Breakfast - Kid Friendly

Bacon-Cheddar Breakfast Muffins

Bacon and cheddar; is there a better combination? We recommend making a batch of these to enjoy throughout the week, especially whenever school is back in session. It's easy to grab-and-go even on the busiest of days.

Yields 12 Muffins
Prep + Chill Time 15 min Cook Time 20 min Total Time 35 min

A great grab-and-go solution for the busiest of days without giving up flavor. With kid-friendly ingredients, these muffins make breakfast time simple and delicious.

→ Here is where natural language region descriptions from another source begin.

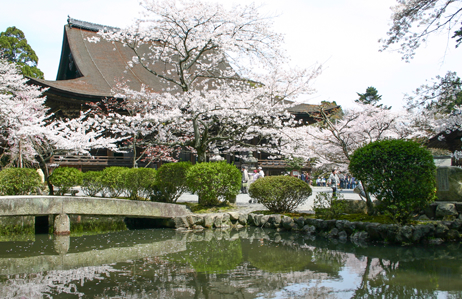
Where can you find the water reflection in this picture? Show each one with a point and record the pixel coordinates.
(250, 263)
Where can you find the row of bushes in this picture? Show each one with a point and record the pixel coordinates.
(212, 182)
(400, 174)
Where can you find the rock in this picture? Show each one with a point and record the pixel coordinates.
(441, 230)
(436, 241)
(430, 210)
(198, 227)
(405, 234)
(333, 233)
(446, 209)
(275, 221)
(355, 207)
(233, 216)
(359, 236)
(263, 220)
(309, 229)
(423, 218)
(342, 236)
(300, 221)
(449, 183)
(453, 235)
(287, 222)
(208, 221)
(423, 231)
(243, 219)
(218, 221)
(257, 220)
(226, 219)
(181, 222)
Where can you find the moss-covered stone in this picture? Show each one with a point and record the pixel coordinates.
(449, 184)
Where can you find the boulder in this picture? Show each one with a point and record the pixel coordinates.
(242, 219)
(287, 222)
(449, 183)
(208, 221)
(446, 209)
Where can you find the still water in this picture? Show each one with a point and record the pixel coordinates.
(247, 263)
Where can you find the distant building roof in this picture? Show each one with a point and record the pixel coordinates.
(88, 71)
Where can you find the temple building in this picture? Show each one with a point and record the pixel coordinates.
(88, 71)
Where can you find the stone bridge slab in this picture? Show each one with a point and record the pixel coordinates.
(53, 205)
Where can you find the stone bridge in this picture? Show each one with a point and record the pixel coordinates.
(62, 206)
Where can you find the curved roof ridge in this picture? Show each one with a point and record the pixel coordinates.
(89, 26)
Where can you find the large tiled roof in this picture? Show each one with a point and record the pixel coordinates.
(99, 64)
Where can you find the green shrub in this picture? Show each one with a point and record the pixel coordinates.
(400, 174)
(65, 178)
(171, 182)
(280, 194)
(214, 182)
(19, 181)
(113, 181)
(327, 206)
(138, 182)
(91, 183)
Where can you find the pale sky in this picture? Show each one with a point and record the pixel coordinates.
(341, 35)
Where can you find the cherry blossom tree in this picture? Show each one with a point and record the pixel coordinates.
(331, 142)
(442, 94)
(30, 135)
(223, 71)
(131, 116)
(413, 21)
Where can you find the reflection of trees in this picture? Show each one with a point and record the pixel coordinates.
(261, 263)
(408, 279)
(48, 284)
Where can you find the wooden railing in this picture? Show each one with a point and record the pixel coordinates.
(91, 160)
(276, 164)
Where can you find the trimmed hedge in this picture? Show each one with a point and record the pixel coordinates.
(280, 194)
(170, 182)
(214, 182)
(399, 173)
(139, 181)
(19, 181)
(113, 181)
(91, 183)
(65, 178)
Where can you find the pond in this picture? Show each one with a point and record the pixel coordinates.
(246, 263)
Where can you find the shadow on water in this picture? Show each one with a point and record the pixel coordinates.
(247, 263)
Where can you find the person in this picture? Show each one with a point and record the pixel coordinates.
(245, 181)
(255, 176)
(353, 182)
(262, 174)
(334, 182)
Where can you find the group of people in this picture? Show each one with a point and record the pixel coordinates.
(249, 178)
(344, 181)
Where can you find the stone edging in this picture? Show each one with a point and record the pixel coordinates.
(431, 232)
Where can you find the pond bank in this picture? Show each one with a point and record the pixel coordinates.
(427, 232)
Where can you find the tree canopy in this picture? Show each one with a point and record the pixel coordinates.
(413, 21)
(443, 94)
(225, 83)
(14, 48)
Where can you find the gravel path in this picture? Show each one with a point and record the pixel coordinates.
(242, 200)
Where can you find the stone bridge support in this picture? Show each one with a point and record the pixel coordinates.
(62, 225)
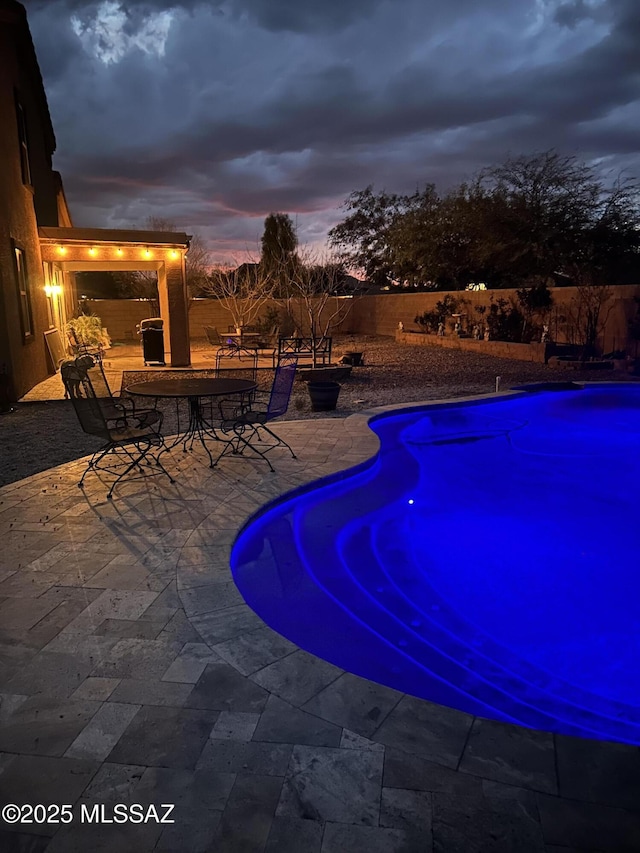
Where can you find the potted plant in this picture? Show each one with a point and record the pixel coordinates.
(87, 334)
(323, 395)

  • 6 large Rosemary Farm eggs
  • 1 cup all-purpose flour
  • ⅓ cup quick-cooking oats
  • 1 tablespoon baking powder
  • ½ teaspoon salt
  • ¼ teaspoon cinnamon
  • ¼ teaspoon pepper
  • ¼ cup applesauce
  • ½ cup shredded cheddar cheese
  • ¼ cup finely-chopped crisp cooked bacon
  • ¼ cup fresh parsley, chopped


  1. Heat oven to 375°F. Mix flour, oats, baking powder, salt, cinnamon and pepper in large bowl.
  2. Beat eggs and applesauce in medium bowl until blended. Add to flour mixture; stir just until moistened. Stir in cheese, bacon and parsley.
  3. Spoon mixture evenly into 12 greased 3-inch muffin cups.
  4. Bake in oven until tops are lightly browned and spring back when tapped with finger, 15 to 20 minutes. Cool in pan on wire rack 5 minutes; remove from pan. Serve warm or cool completely.